Download or read book The Making of Orthodoxy written by Rowan Williams and published by Cambridge University Press. This book was released on 2002 with total page 372 pages. Available in PDF, EPUB and Kindle. Book excerpt: This volume of essays honours Henry Chadwick, probably the greatest and best-known of English scholars of early Christianity. The essays, written by many of the leading theologians and church historians in the English-speaking world, discuss different aspects of how Christianity developed norms and standards in its teaching, how it came to have - and to enforce - a definition of orthodoxy and heresy. It is a collection of fundamental work by internationally recognised experts. It covers issues of orthodoxy from the first right up to the sixth century, and its wide-ranging surveys of centrally important material in early Christianity will find broad appeal among scholars and students of Old and New Testaments, medieval history and patristics.

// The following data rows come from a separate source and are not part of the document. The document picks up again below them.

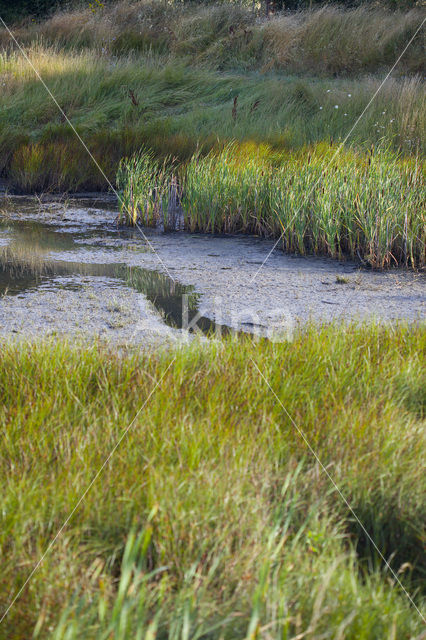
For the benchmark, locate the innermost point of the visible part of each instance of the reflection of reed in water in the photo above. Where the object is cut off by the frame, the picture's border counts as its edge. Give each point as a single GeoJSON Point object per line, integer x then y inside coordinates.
{"type": "Point", "coordinates": [166, 295]}
{"type": "Point", "coordinates": [23, 269]}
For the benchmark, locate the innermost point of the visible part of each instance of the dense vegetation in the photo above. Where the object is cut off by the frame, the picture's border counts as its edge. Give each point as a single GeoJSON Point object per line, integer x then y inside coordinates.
{"type": "Point", "coordinates": [212, 519]}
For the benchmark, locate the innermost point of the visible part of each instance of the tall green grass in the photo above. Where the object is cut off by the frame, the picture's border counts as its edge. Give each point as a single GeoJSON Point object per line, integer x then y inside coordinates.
{"type": "Point", "coordinates": [366, 206]}
{"type": "Point", "coordinates": [211, 519]}
{"type": "Point", "coordinates": [180, 109]}
{"type": "Point", "coordinates": [228, 35]}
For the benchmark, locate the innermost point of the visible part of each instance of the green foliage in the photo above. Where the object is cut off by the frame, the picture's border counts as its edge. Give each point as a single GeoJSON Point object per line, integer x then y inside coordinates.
{"type": "Point", "coordinates": [144, 185]}
{"type": "Point", "coordinates": [362, 206]}
{"type": "Point", "coordinates": [212, 519]}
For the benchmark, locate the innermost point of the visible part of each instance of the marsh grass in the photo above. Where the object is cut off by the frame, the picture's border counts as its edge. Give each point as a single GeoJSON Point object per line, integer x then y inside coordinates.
{"type": "Point", "coordinates": [212, 520]}
{"type": "Point", "coordinates": [180, 109]}
{"type": "Point", "coordinates": [228, 35]}
{"type": "Point", "coordinates": [147, 188]}
{"type": "Point", "coordinates": [363, 206]}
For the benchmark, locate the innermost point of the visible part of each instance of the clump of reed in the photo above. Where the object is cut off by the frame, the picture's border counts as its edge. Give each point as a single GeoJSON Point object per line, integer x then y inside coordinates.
{"type": "Point", "coordinates": [148, 191]}
{"type": "Point", "coordinates": [362, 206]}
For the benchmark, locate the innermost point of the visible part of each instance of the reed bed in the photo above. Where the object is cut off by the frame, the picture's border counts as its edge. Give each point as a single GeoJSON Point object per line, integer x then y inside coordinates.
{"type": "Point", "coordinates": [364, 206]}
{"type": "Point", "coordinates": [212, 520]}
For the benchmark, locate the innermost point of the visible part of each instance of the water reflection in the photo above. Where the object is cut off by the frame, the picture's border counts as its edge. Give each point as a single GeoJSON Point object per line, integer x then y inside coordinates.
{"type": "Point", "coordinates": [25, 265]}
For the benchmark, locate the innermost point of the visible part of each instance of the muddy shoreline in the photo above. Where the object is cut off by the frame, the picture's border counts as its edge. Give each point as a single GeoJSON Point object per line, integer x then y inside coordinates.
{"type": "Point", "coordinates": [225, 274]}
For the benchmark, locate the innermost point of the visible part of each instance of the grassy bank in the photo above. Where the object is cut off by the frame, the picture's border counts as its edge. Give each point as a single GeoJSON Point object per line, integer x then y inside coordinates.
{"type": "Point", "coordinates": [230, 35]}
{"type": "Point", "coordinates": [179, 110]}
{"type": "Point", "coordinates": [237, 533]}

Download or read book Origen written by Ronald E. Heine and published by OUP Oxford. This book was released on 2010-11-25 with total page 288 pages. Available in PDF, EPUB and Kindle. Book excerpt: This book is about the life and thought of Origen (c.185-254 A.D.), the most important Greek-speaking Christian theologian and Biblical scholar in antiquity. His writings included works on the text of the Bible, commentaries and sermons on most of the books of the Bible, a major defense of the Christian faith against a philosophical skeptic, and the first attempt at writing systematic theology ever made. Ronald E. Heine presents Origen's work in the context of the two urban centers where he lived-Alexandria in Egypt, and Caesarea in Palestine. Heine argues that these urban contexts and their communities of faith had a discernable impact on Origen's intellectual work. The study begins with a description of Roman Alexandria where Origen spent the first forty-six years of his life. The thought of the Alexandrian Christian community in which Origen was born and in whose service he produced his first written works is examined from the limited resources that have survived. The remains of Origen's writings produced in Alexandria provide information about his early theological views as well as the circumstances of his life in Alexandria. Heine discusses the issues of the canon and text of the Bible used by Origen and the Alexandrian Christian community and the special work called the Hexapla which he produced on the text of the Septuagint. Origen's later life in Caesarea was shaped by pastoral as well as teaching duties. These responsibilities put him in contact with the city's large Jewish population. Heine argues that the focus of Origen's thought shifts in this period from his earlier Alexandrian occupation with Gnostic issues to the complex questions concerning the relationship between church and synagogue and the ultimate fate of the Jews. In his final years it appears that Origen was rethinking some of the views he had espoused in his earlier work.